More than half of leaders will fail. Some research, like a 2010 study by psychologists Joyce and Robert Hogan and Rob Kaiser, puts the base rate of failed leaders as high as 75 percent.
Yes, 75 percent – let that sink in.
With all of those failed supervisors, middle managers, and CEOs out there missing objectives, killing employee moral and decimating customer satisfaction levels, it’s no wonder our economy has been slow to recover. What’s more, there are overwhelming odds that, at some point, you’ll end up working for one of these jerks.
A leader is just someone others will follow
Leadership is one of the most written-about subjects in business, academic, and popular media, yet most organizations are clearly still unsure how to identify good leaders and, more importantly, how to prevent bad ones. Why? Part of the problem is that leadership is poorly defined.
In most organizations, leadership is a quality bestowed on an individual by virtue of his or her title – being a leader is as simple as being in charge. That seems right, but take a moment to think about how people typically advance in the large corporations of the world.
In the best cases, people get promoted based on their demonstrating mastery of their current role. More commonly, people get to the top by betraying their peers and subordinates, appeasing their supervisors, and navigating organizational politics.

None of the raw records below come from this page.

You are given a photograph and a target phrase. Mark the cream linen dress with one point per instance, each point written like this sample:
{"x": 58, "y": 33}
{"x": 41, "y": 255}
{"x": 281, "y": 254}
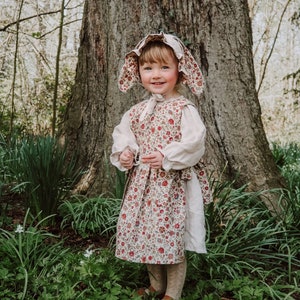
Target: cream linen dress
{"x": 162, "y": 213}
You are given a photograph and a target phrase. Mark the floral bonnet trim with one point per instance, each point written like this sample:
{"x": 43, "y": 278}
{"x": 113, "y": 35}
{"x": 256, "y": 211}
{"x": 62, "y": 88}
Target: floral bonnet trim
{"x": 192, "y": 75}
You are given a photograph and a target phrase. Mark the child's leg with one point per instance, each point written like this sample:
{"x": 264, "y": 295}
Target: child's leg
{"x": 158, "y": 277}
{"x": 175, "y": 279}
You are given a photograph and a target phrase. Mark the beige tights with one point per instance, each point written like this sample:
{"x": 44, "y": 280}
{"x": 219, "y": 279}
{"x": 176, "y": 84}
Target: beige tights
{"x": 168, "y": 278}
{"x": 158, "y": 277}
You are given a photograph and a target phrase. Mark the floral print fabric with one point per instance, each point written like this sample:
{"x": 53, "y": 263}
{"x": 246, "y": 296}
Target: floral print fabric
{"x": 151, "y": 225}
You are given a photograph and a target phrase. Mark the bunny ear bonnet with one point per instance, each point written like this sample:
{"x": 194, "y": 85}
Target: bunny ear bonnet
{"x": 187, "y": 65}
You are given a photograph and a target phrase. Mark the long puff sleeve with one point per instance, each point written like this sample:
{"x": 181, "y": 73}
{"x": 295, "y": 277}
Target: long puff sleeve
{"x": 123, "y": 138}
{"x": 187, "y": 152}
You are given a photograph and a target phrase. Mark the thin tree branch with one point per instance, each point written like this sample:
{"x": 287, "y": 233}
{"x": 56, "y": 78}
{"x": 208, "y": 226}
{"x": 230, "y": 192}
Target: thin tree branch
{"x": 273, "y": 46}
{"x": 12, "y": 108}
{"x": 60, "y": 38}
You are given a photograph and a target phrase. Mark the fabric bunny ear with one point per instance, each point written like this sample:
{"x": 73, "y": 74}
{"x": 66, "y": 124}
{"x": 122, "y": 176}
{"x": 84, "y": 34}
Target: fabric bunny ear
{"x": 187, "y": 65}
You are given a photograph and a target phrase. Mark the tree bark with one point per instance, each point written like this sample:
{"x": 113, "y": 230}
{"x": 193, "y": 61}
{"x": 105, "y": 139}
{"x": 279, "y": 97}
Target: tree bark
{"x": 218, "y": 33}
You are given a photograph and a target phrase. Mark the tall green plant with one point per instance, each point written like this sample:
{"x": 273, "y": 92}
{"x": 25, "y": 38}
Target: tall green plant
{"x": 41, "y": 168}
{"x": 27, "y": 253}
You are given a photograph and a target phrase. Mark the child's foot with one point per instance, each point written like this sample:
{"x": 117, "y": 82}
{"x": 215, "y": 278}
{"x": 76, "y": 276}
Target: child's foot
{"x": 150, "y": 291}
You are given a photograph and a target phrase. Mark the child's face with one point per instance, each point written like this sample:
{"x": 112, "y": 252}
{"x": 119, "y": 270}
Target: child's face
{"x": 160, "y": 78}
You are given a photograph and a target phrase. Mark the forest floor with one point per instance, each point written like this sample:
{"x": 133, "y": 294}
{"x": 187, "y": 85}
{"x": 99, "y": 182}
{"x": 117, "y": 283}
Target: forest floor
{"x": 13, "y": 211}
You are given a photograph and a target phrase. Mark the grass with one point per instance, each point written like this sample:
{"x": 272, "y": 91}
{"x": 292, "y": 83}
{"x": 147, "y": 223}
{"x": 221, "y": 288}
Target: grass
{"x": 252, "y": 254}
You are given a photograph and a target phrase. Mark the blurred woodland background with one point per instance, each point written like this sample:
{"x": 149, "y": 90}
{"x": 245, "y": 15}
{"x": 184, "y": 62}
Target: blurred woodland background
{"x": 39, "y": 43}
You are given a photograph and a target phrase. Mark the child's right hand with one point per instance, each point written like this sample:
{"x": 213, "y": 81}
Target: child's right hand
{"x": 126, "y": 159}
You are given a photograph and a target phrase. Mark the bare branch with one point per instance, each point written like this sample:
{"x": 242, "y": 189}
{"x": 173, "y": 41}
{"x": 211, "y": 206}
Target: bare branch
{"x": 273, "y": 45}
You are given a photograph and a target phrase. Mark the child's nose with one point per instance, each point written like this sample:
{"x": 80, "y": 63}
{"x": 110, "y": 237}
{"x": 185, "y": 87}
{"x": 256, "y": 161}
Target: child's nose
{"x": 156, "y": 73}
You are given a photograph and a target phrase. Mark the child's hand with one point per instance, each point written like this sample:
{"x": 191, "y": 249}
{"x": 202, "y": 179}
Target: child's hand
{"x": 154, "y": 159}
{"x": 126, "y": 159}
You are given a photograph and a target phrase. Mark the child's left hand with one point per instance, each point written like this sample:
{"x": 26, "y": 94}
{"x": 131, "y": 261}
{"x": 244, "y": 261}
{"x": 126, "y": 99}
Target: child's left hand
{"x": 154, "y": 159}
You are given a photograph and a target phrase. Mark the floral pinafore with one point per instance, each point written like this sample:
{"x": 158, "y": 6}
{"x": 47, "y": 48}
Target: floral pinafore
{"x": 151, "y": 225}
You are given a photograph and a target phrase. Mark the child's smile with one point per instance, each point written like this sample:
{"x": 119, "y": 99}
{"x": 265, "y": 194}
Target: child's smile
{"x": 160, "y": 78}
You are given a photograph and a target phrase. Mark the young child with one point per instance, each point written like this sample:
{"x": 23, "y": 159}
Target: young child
{"x": 160, "y": 142}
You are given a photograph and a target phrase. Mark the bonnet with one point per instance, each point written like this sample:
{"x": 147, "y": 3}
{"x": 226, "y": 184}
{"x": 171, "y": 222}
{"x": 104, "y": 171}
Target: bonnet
{"x": 187, "y": 65}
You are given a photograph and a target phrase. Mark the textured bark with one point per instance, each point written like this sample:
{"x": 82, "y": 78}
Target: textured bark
{"x": 218, "y": 33}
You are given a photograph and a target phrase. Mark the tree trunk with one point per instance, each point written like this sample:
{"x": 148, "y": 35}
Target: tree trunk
{"x": 218, "y": 33}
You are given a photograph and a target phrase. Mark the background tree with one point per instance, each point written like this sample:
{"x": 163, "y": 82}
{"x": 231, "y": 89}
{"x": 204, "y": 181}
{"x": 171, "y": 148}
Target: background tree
{"x": 219, "y": 35}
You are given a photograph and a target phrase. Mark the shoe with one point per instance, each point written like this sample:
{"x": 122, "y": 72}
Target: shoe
{"x": 150, "y": 291}
{"x": 145, "y": 291}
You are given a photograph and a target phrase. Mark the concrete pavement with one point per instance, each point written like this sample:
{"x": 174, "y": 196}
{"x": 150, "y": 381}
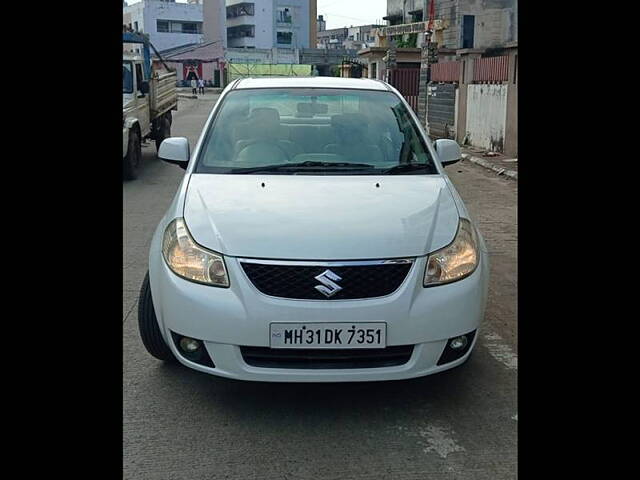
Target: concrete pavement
{"x": 462, "y": 424}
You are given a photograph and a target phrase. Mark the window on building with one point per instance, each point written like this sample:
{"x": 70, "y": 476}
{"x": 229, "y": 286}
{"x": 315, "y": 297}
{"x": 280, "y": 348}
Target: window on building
{"x": 191, "y": 27}
{"x": 468, "y": 25}
{"x": 240, "y": 10}
{"x": 139, "y": 76}
{"x": 170, "y": 26}
{"x": 284, "y": 15}
{"x": 285, "y": 37}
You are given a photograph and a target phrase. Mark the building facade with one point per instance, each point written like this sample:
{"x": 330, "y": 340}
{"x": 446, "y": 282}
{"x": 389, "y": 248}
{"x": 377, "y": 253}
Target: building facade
{"x": 271, "y": 23}
{"x": 168, "y": 24}
{"x": 461, "y": 24}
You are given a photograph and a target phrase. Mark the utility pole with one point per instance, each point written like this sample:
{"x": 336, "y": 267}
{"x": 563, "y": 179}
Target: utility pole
{"x": 427, "y": 57}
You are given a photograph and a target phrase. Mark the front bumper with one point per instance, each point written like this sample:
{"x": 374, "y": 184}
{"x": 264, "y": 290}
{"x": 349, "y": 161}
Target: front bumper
{"x": 227, "y": 318}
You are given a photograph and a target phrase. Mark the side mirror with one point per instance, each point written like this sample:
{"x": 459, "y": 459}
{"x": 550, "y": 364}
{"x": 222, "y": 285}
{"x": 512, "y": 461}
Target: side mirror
{"x": 448, "y": 151}
{"x": 175, "y": 150}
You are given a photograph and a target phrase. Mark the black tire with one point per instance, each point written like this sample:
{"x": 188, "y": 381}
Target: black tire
{"x": 148, "y": 326}
{"x": 164, "y": 131}
{"x": 131, "y": 163}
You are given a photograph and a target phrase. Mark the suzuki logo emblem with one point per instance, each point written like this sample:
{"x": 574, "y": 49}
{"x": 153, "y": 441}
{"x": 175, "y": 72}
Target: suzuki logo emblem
{"x": 328, "y": 288}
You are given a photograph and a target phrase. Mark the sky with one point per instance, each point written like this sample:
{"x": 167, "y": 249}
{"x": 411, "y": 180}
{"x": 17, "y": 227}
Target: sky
{"x": 343, "y": 13}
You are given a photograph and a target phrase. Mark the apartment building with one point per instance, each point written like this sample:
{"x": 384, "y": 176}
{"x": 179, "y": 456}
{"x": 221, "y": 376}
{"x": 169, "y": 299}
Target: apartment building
{"x": 271, "y": 23}
{"x": 169, "y": 24}
{"x": 477, "y": 24}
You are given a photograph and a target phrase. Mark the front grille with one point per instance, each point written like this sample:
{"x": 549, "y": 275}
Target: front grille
{"x": 324, "y": 358}
{"x": 357, "y": 279}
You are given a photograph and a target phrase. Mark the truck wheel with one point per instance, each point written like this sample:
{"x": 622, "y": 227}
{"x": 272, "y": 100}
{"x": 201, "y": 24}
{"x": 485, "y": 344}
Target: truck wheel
{"x": 131, "y": 162}
{"x": 148, "y": 325}
{"x": 164, "y": 131}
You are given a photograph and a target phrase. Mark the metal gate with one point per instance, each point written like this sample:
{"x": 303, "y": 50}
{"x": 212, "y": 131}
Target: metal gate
{"x": 407, "y": 82}
{"x": 441, "y": 109}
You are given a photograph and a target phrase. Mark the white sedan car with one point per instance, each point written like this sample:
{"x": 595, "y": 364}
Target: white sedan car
{"x": 314, "y": 238}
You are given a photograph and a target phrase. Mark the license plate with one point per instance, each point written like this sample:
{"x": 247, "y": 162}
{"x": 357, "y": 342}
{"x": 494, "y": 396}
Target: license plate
{"x": 328, "y": 335}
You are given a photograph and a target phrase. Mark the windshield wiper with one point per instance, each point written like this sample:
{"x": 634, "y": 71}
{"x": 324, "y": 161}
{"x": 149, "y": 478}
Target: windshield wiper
{"x": 306, "y": 164}
{"x": 405, "y": 167}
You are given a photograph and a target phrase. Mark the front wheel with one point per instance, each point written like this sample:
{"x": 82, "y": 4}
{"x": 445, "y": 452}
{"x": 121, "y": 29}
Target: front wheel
{"x": 148, "y": 325}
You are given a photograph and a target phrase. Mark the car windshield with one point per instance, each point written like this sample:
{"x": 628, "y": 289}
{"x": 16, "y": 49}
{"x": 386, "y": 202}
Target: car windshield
{"x": 127, "y": 77}
{"x": 293, "y": 131}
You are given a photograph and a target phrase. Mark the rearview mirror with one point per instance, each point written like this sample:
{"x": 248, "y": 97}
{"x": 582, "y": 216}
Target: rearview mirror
{"x": 312, "y": 108}
{"x": 175, "y": 150}
{"x": 448, "y": 151}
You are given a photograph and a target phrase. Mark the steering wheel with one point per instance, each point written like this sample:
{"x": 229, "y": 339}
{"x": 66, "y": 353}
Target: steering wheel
{"x": 267, "y": 144}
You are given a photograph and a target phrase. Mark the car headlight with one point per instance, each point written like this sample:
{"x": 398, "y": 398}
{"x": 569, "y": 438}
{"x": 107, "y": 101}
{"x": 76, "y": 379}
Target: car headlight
{"x": 456, "y": 261}
{"x": 189, "y": 260}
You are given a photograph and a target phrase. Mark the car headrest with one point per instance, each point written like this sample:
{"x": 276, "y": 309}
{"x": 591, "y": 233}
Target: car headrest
{"x": 350, "y": 123}
{"x": 268, "y": 115}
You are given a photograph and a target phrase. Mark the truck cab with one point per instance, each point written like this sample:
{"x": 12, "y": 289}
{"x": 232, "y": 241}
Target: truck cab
{"x": 148, "y": 97}
{"x": 135, "y": 89}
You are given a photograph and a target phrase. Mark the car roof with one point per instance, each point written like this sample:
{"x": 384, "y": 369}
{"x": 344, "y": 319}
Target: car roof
{"x": 311, "y": 82}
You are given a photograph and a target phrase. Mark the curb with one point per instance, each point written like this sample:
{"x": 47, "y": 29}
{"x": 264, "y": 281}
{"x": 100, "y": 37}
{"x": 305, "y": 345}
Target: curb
{"x": 484, "y": 163}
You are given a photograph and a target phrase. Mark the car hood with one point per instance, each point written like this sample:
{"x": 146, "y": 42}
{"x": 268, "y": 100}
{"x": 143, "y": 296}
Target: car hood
{"x": 302, "y": 217}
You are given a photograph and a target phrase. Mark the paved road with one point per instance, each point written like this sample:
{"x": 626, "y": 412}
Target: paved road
{"x": 462, "y": 424}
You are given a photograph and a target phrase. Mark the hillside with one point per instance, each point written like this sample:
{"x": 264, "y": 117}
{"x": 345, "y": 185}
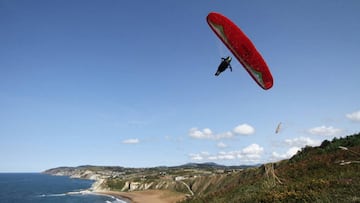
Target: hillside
{"x": 328, "y": 173}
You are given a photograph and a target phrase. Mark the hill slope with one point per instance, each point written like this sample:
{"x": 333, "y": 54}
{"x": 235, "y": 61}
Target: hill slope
{"x": 315, "y": 174}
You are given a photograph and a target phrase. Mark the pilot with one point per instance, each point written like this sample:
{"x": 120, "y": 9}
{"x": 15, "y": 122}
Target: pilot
{"x": 225, "y": 63}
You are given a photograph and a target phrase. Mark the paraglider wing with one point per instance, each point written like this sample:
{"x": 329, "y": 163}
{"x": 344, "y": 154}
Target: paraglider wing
{"x": 242, "y": 48}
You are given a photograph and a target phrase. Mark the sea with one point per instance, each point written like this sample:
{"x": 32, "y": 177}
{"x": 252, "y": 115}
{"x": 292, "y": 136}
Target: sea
{"x": 43, "y": 188}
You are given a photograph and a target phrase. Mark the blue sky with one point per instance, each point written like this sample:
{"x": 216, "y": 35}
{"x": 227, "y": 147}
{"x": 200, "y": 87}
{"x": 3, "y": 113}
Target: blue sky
{"x": 131, "y": 83}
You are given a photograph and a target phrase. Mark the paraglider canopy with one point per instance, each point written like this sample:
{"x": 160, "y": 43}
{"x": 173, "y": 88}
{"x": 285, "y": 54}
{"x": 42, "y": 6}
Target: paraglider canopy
{"x": 242, "y": 48}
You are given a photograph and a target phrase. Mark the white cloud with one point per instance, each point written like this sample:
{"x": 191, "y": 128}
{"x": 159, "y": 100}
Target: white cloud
{"x": 355, "y": 116}
{"x": 244, "y": 129}
{"x": 201, "y": 134}
{"x": 131, "y": 141}
{"x": 206, "y": 133}
{"x": 325, "y": 131}
{"x": 302, "y": 141}
{"x": 251, "y": 154}
{"x": 221, "y": 145}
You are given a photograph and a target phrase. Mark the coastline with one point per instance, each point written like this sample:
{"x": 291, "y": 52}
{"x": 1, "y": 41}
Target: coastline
{"x": 148, "y": 196}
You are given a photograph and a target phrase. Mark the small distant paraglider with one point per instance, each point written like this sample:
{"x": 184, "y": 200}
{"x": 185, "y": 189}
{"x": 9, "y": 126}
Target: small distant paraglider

At best, organizations gain a mediocre leader at the cost of an excellent individual contributor (research shows that most high performers would struggle at the next organizational level). At worst, they end up with a psychopath on the fast track to the C-suite.
A simpler, and more useful, definition of a leader is someone others are willing to follow.
6 essential leadership qualities
For millions of years, humans lived in egalitarian hunter-gatherer societies, and there was constant warfare between them. Leadership probably evolved as a mechanism that allowed normally selfish individuals to pull together for a common purpose – to compete with neighboring groups to defend territory and resources.
The groups that won proliferated; the groups that lost were eliminated from the gene pool. Therefore, a good leader is someone who is able to form and maintain a team that can outperform the competition (if you’re reading this, it means that your ancient ancestors either were or had pretty good leaders).
Using this definition, we can identify six essential characteristics individuals look for in leaders:
- Integrity — People need to know that the person in charge won’t take advantage of his or her position – that they won’t lie, steal, play favorites, and betray subordinates.
- Judgment — Most failure is the result of bad decisions that are compounded by an unwillingness to evaluate and change direction.
- Competence — Subordinates see leaders who lack business acumen as empty suits and are unwilling to follow them.
- Vision — Good leaders explain to their teams the significance of their missions and how it fits into the larger scheme of things. By adopting a vision, people can transcend their selfish interests and develop impersonal ends for their actions.
- Persistence — History’s most recent example of a great leader, Nelson Mandela, spent more than 27 years in prison and emerged on the other side more determined than ever.
- Humility — The primary function of a leader is to persuade groups of inherently selfish humans to set aside their personal agendas and work toward a common goal. Followers expect to see that sacrifice reciprocated.
People must honestly assess their leaders
These six characteristics aren’t anything new. Millennia of human evolution have programmed us to look for and identify these qualities in our leaders, and we are naturally drawn to individuals who consistently display them and naturally resistant to individuals who display their opposites.
Good leaders will have teams with high performance, high engagement, and low turnover. Conversely, bad leaders will have teams with higher than average turnover – human beings are pretty resistant to working for a crummy boss.
The problem with this model is that it depends on asking employees to honestly assess their leaders, a step that those leaders are typically unwilling to take. Until leaders are willing to cede power back to their followers, the rate of failed leadership is unlikely to change.